Profil Craig Mokhiber, Direktur PBB yang Mengundurkan Diri karena Gagal Cegah Genosida di Palestina

Craig Mokhiber, Direktur Kantor Komisaris Tinggi HAM PBB
Sumber :
  • UN

VIVA Dunia – Direktur PBB, Craig Mokhiber mengejutkan dunia karena pengunduran dirinya yang diajukannya belum lama ini. Ia memutuskan untuk mengundurkan diri dari jabatan yang diembannya itu. 

Hal tersebut dikarenakan, dirinya merasa bahwa PBB telah gagal dalam mencegah serta menghentikan tindakan tidak manusiawi yang dilakukan oleh Israel.  Pada tanggal 28 Oktober 2023 kemarin, Mokhiber mengirimkan sebuah surat kepada Komisaris Tinggi PBB di Jenewa, Volker Turk.

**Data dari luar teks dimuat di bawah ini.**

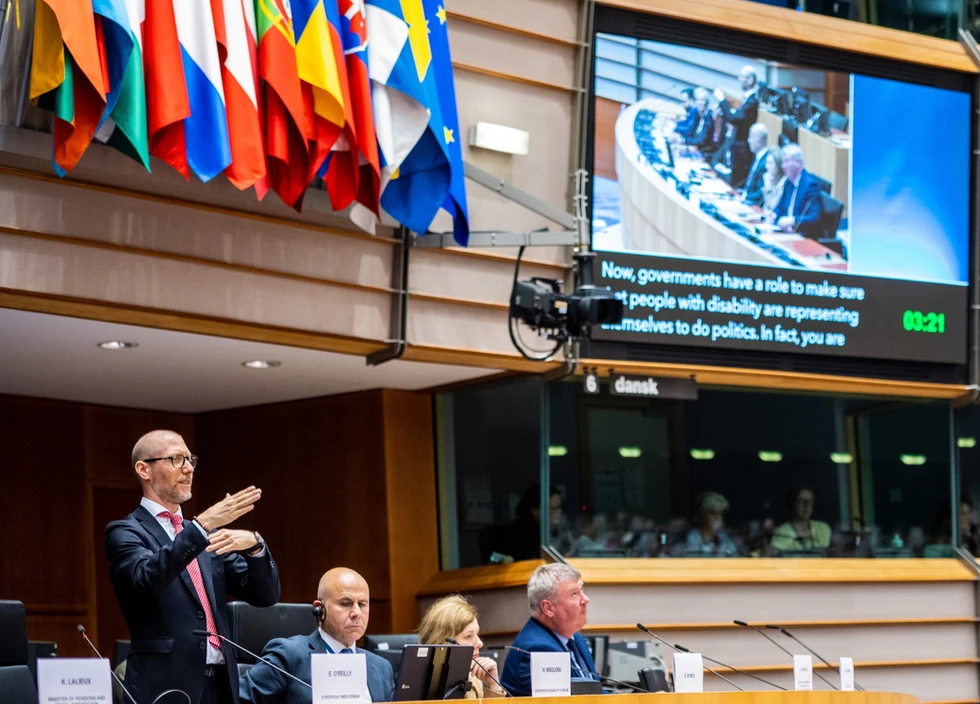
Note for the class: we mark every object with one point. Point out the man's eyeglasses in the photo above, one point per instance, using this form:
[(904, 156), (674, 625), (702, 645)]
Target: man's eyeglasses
[(176, 460)]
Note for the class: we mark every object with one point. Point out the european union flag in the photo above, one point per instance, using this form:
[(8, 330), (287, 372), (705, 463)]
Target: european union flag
[(455, 203), (424, 182)]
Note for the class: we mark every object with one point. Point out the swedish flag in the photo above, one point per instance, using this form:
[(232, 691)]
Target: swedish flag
[(426, 179)]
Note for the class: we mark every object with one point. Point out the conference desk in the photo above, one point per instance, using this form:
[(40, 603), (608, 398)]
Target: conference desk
[(729, 697), (827, 157), (672, 202)]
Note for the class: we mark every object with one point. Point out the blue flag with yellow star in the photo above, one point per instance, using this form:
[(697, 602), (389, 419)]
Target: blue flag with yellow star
[(423, 182), (455, 203)]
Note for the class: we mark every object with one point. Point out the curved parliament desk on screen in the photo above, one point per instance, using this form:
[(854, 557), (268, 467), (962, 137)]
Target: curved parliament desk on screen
[(910, 624), (735, 698), (673, 203)]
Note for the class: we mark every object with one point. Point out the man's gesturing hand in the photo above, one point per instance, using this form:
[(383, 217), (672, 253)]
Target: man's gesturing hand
[(229, 508), (227, 540)]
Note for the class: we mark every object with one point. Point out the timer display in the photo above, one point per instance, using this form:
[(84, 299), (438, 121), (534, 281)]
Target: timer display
[(917, 321)]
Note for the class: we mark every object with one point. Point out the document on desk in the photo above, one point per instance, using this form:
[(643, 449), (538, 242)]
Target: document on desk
[(688, 673), (339, 677), (551, 674), (803, 673)]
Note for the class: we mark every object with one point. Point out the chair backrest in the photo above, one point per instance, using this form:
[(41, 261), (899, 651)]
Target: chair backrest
[(13, 626), (833, 210), (39, 649), (654, 680), (17, 685), (253, 626)]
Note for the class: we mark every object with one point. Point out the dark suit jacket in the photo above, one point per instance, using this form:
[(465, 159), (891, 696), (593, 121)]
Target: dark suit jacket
[(756, 179), (263, 685), (808, 207), (701, 131), (536, 637), (742, 117), (161, 606), (686, 126)]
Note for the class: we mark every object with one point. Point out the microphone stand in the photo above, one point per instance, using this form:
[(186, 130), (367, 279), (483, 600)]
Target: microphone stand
[(812, 652), (271, 664), (674, 647), (453, 641), (773, 641)]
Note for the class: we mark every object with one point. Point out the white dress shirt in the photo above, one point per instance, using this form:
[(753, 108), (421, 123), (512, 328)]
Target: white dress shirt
[(336, 646), (215, 656)]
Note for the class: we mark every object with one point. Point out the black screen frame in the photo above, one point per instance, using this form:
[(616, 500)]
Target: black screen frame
[(629, 23)]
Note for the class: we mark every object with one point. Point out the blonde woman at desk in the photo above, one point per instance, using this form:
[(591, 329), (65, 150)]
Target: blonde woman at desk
[(453, 619), (773, 180)]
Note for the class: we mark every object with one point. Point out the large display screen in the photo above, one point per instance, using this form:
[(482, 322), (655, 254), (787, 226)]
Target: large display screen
[(751, 204)]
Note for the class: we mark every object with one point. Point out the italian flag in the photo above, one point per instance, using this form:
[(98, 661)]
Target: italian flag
[(287, 125)]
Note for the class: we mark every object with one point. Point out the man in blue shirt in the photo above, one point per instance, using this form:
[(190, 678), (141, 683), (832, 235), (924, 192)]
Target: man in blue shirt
[(559, 609)]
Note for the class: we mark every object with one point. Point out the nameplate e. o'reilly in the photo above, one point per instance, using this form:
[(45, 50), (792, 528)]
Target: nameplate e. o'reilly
[(652, 387)]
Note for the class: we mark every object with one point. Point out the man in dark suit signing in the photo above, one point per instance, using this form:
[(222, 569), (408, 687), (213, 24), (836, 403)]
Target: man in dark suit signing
[(342, 606), (800, 207), (171, 577), (559, 609), (741, 118), (759, 146)]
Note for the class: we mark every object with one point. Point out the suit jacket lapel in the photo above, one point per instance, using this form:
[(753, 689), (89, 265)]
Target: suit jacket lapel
[(150, 524)]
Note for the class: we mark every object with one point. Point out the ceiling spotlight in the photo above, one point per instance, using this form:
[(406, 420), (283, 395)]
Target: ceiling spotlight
[(262, 364)]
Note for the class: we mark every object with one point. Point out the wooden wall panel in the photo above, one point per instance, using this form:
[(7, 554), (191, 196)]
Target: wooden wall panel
[(413, 538)]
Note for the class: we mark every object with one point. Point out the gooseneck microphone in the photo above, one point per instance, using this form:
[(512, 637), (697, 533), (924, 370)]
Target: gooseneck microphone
[(601, 677), (453, 641), (229, 641), (817, 655), (765, 635), (685, 650), (81, 630)]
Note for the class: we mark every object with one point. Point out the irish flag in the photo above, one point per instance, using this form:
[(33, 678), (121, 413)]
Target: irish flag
[(67, 76), (124, 120)]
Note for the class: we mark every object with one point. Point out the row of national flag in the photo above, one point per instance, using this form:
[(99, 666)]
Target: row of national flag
[(270, 93)]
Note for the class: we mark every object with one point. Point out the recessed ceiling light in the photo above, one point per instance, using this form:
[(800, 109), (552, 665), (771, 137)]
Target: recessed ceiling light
[(262, 364)]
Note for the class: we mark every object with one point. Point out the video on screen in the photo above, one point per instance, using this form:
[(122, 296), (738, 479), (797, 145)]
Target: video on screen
[(707, 155)]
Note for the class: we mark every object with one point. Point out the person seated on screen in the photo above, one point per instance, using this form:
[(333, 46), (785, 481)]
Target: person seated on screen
[(773, 180), (741, 118), (452, 619), (801, 532), (685, 126), (703, 125), (342, 606), (559, 609), (800, 207), (759, 146), (710, 538)]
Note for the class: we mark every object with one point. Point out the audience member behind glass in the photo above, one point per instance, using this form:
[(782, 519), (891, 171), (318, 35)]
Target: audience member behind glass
[(801, 532), (455, 617), (773, 180), (710, 538)]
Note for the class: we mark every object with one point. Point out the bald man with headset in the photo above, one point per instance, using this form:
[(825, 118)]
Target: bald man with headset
[(342, 606)]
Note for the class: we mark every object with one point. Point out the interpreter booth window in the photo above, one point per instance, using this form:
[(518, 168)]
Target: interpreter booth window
[(967, 496), (489, 456), (746, 474)]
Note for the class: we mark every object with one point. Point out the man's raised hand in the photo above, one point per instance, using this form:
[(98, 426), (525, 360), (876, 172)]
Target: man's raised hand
[(229, 508)]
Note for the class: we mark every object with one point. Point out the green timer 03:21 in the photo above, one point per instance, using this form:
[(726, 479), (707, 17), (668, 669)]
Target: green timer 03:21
[(917, 321)]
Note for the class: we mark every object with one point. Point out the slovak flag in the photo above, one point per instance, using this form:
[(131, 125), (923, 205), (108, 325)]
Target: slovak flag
[(208, 148)]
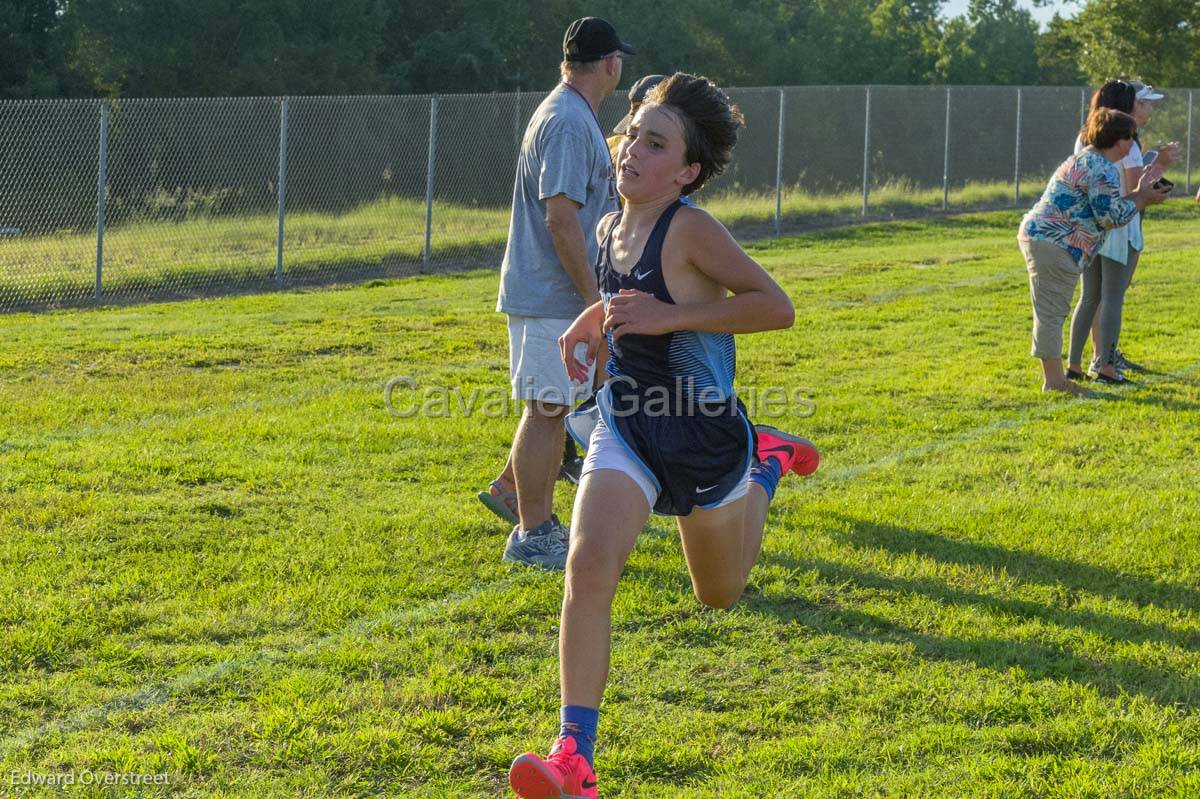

Di mana isi surat tersebut, menyatakan bahwa ini merupakan komunikasi terakhirnya dalam peranannya di PBB.

"Pembantaian besar-besaran terhadap rakyat Palestina saat ini, yang berakar pada ideologi pemukim kolonial etno-nasionalis, merupakan kelanjutan dari penganiayaan dan pembersihan sistematis yang berlangsung selama beberapa dekade," kata Mokhiber dalam surat itu, dikutip dari The Guardian pada Rabu, 1 November 2023. 

Lantas, siapakah sebenarnya sosok Craig Mokhiber yang mengaku tak berdaya melihat adanya aksi genosida  dari Israel  terhadap Gaza itu? Daripada penasaran, scroll terus untuk baca artikel selengkapnya. 

Profil Craigh Mokhiber

Diketahui, menurut akun LinkedIn-nya, Mokhiber merupakan lulusan Buffalo State University jurusan ilmu politik dan pemerintahan. Ia juga pernah menempuh studi di University at Buffalo School of Law jurusan hukum.

Kini ia menduduki jabatan sebagai Direktur di Kantor Komisaris Tinggi Hak Asasi Manusia (HAM) di New York, Amerika Serikat. Craigh pernah beprofesi sebagai pengacara sekaligus spesialis dalam bidang hukum, kebijakan, dan metodologi HAM internasional di PBB sejak tahun 1992.

Banyak sekali peran Craig Mokhiber selama bergabung mejadi  salah satu karyawan PBB. Pada tahun 1990-an, dia pernah memimpin pengembangan karya mengenai pendekatan berbasis HAM.

Dikutip dari laman resmi PBB, Mokhiber pernah memimpin pengembangan karya asli Kantor Komisaris Tinggi PBB untuk Hak Asasi Manusia (OHCHR) mengenai pendekatan berbasis hak asasi manusia untuk definisi kemiskinan terhadap pembangunan.

Lebih lanjut selama ia menjabat di PBB, ia pernah menjadi Kepala Tim HAM dan Pembangunan, serta Wakil Direktur Kantor OHCHR di New York. Selain itu, Craig Mokhiber juga pernah bekerja sebagai Penasihat Senior HAM PBB di Palestina dan Afghanistan.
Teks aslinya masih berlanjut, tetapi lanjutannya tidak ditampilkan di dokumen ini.